Yakıt kuyruğu...
Yağ kuyruğu...
Ekmek kuyruğu...
Ülke gündemi bir dert deryasına dönmüş ki sormayın.
İnternet köşemde akaryakıt üzerine bir yazı yazmak istiyordum.
Haftada bir gün yazıyorum zam durur da yazmamın anlamı kalmaz diye erteledim. Erteledikçe zamın hızına yetişemedim.
Çünkü zam genelde gece geliyor, zam haberini duyunca akaryakıt istasyonlarına koşup depoları dolduruyoruz depolardaki yakıt bitince, yolda kalacağız gibi.
Her şeyin zammı da olduğu gibi, akaryakıt zammı da baş döndürücü.
Bir binek araç km'de 1.5 - 2 TL arası yakıt yakıyor. Günlük 50 km yol için 90 -100 TL tutarında. Bir de trafik cezası yedin mi bir ay ayılamazsın, sarhoş olmana gerek yok!

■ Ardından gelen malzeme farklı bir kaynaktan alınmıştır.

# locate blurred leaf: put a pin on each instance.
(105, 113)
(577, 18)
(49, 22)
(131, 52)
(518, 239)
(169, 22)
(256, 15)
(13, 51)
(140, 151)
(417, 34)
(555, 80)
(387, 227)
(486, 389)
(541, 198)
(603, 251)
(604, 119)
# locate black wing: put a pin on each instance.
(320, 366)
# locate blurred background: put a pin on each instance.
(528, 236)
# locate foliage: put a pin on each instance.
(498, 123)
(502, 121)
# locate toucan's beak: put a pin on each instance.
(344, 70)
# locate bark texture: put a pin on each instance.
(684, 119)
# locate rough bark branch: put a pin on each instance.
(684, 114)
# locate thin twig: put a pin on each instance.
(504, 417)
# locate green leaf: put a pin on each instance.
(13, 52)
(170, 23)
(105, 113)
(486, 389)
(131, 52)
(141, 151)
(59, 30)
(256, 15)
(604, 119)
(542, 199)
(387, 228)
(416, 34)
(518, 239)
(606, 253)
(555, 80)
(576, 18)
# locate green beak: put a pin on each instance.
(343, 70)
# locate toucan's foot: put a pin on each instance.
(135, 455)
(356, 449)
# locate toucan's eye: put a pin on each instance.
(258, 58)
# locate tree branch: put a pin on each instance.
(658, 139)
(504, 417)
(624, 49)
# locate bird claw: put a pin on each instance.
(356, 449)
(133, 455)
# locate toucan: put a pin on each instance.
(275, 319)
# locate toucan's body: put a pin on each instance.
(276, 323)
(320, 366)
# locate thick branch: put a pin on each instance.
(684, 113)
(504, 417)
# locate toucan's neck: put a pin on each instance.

Teknoloji ilerledi. Elektrikle çalışan arabalar gelecek diye umutlandık, elektirk zammıyla bu umudumuzda suya düştü!
Eskilere mi dönsek,
Kara trene mi dönsek, faytona mı?
Katır kervanına mı dönsek, kara sabana mı?
Ne yapalım nereye dönsek dönelim çıkış yolumuz yok, her taraf zam.
Eskiden her evin altında ya da yanında samanlığı, hayvanın ahırı, hevluda (eyvanda) buğday ambarı vardı, ahırında öküzü, ineği, eşek ve katırı, bir köşede de tavuğu pini vardı. İneğin sütünü sağardı, yoğurdunu ayranını, çökelek peynir yağını yapardı günlük evin katığını çıkartırdı ve kışa da hazırlık yapardı.
Öküzleriyle tarlasını sürüp buğdayını, arpasını, mercimeğini nohutunu ekerdi, harmanını kaldırırdı, kışlık erzağını, hayvanların samanını elde ederdi.
Katır ve eşşeğiyle yükünü taşırlardı. Büyüklerimiz anlatırdı Malatya'dan tuz alırlarmış Adıyaman'a katırlarla götürüp oradan da karşılığında buğday getirilerdi. Kendileri gidecek gibi olmasalar katırını komşusuyla gönderirlermiş yada katırını kiraya verirlermiş tabi gittiği illerde, hayvanları katırlarını hana teslim ederlermiş kendileri de han da yatarlarmış.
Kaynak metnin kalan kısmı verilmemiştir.